Now, my program is going to read a directory, gather all files with extension ".parquet" and store them in a string array.
string[] fileList = GetParquetFiles(activeDirectory[0]);
These files will be read in parallel and I am using SemaphoreSlim to limit the number of active parallel threads.
public static async Task ProcessParquetFileAsync(string[] fileList, string databaseName)
{
int numberOfConcurrentFiles = 2;
using (SemaphoreSlim semaphore = new SemaphoreSlim(numberOfConcurrentFiles))
{
List<Task> tasks = new List<Task>();
foreach (var file in fileList)
{
await semaphore.WaitAsync();
tasks.Add(Task.Run(async () =>
{
try
{
await ReadAndDeployParquetFile(file, databaseName);
}
finally
{
semaphore.Release();
}
}));
}
await Task.WhenAll(tasks);
}
}
Let's take a flow of 1 such thread. Inside this thread, I am reading the whole Parquet file as a Table (I am using Parquet.NET library to read).
In each thread, I am reading the ParquetTable completely and copying the schema to a DataTable (Just the schema, no data).
Next, I am calculating batchSize to split and read the ParquetTable into "chunks". These chunks of data are again processed parallelly using SemaphoreSlim
public static async Task ReadAndDeployParquetFile(string filePath, string databasename)
{
using (ParquetReader reader = await ParquetReader.CreateAsync(filePath, null))
{
string tableName = GetTableName(filePath);
Table parquetTable = await reader.ReadAsTableAsync();
DataTable dataTable = new DataTable();
string sql = $"CREATE TABLE {tableName} (";
foreach(Field field in parquetTable.Schema.Fields)
{
DataField? ptField = field as DataField;
string columnName = ptField.Name;
Type columnType = ptField.ClrType;
dataTable.Columns.Add(columnName, columnType);
sql += $"[{columnName}] {GetSqlDataType(columnType, field)},";
}
sql = sql.Trim(',') + ')';
SQLConnection conn = new SQLConnection();
conn.ExecuteSqlCommand(sql, tableName, databasename);
int rowCount = parquetTable.Count;
int batchSize = 100000;
decimal parts = Decimal.Ceiling((decimal)rowCount / (decimal)batchSize);
SemaphoreSlim semaphore = new SemaphoreSlim(Environment.ProcessorCount);
List<Task> tasks = new List<Task>();
Console.WriteLine($"File {tableName} has total batch {(int)parts}");
for (int i= 0; i < (int)parts; i++)
{
await semaphore.WaitAsync();
int currentPart = i;
tasks.Add(Task.Run (() =>
{
try
{
ProcessBatch(parquetTable, dataTable.Clone(), currentPart, batchSize, tableName, databasename);
}
finally
{
semaphore.Release();
}
}));
}
await Task.WhenAll(tasks);
}
}
Finally, it is added row-by-row into a new DataTable called partTable that each sub thread is given (The schema of main DataTable is cloned and sent across).

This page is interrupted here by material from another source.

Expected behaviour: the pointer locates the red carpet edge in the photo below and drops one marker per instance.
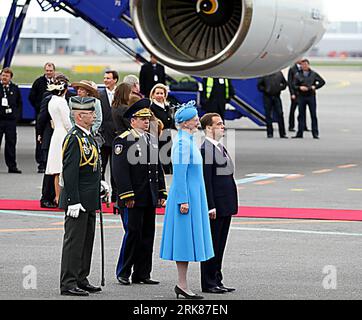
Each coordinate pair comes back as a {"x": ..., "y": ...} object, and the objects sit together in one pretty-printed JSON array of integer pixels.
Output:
[{"x": 246, "y": 212}]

public static void ProcessBatch(Table parquetTable, DataTable partTable, int currentPart, int batchSize, string tableName, string databaseName)
{
SQLConnection conn = new SQLConnection();
int columnCount = parquetTable.Schema.Fields.Count;
for (int i = currentPart * batchSize; (i < ((currentPart + 1) * batchSize)) && (i < parquetTable.Count); i++)
{
var row = parquetTable[i];
var dataRow = partTable.NewRow();
for (int j = 0; j < columnCount; j++)
{
if (row[j] != null)
{
dataRow[j] = row[j] ?? DBNull.Value;
}
}
partTable.Rows.Add(dataRow);
}
conn.InsertTable(tableName, partTable, databaseName, currentPart);
partTable.Dispose();
}
Now the issue is, there is a parquet file which as 2 million rows. The chunk size I have given is 100k, so now it would make 10 batches and run them in parallel but keep only 8 threads active at a time (Environment.ProcessorCount is 8 in my PC) and run the remaining 2 when any of the 8 frees up (correct me if I am wrong here).
The file itself is 24MB, but the RAM usage is shooting up to 3GB! How? My understanding of how the program works is When 1 sub-thread is done, it should free up all it's memory. But it appears as if this is not happening.
I used dotMemory application to check the memory usage and the RAM consumption keeps going UP and never comes down at any point.
Can anyone help me understand why the memory is not clearing up after the sub-thread job is done and also help me fix the code to reduce RAM usage? Again, I am very new to C# and even more new to parallel computing, so please go easy on explanation.
EDIT: Fixed batchSize variable number, had wrongly set as 10k instead of 100k.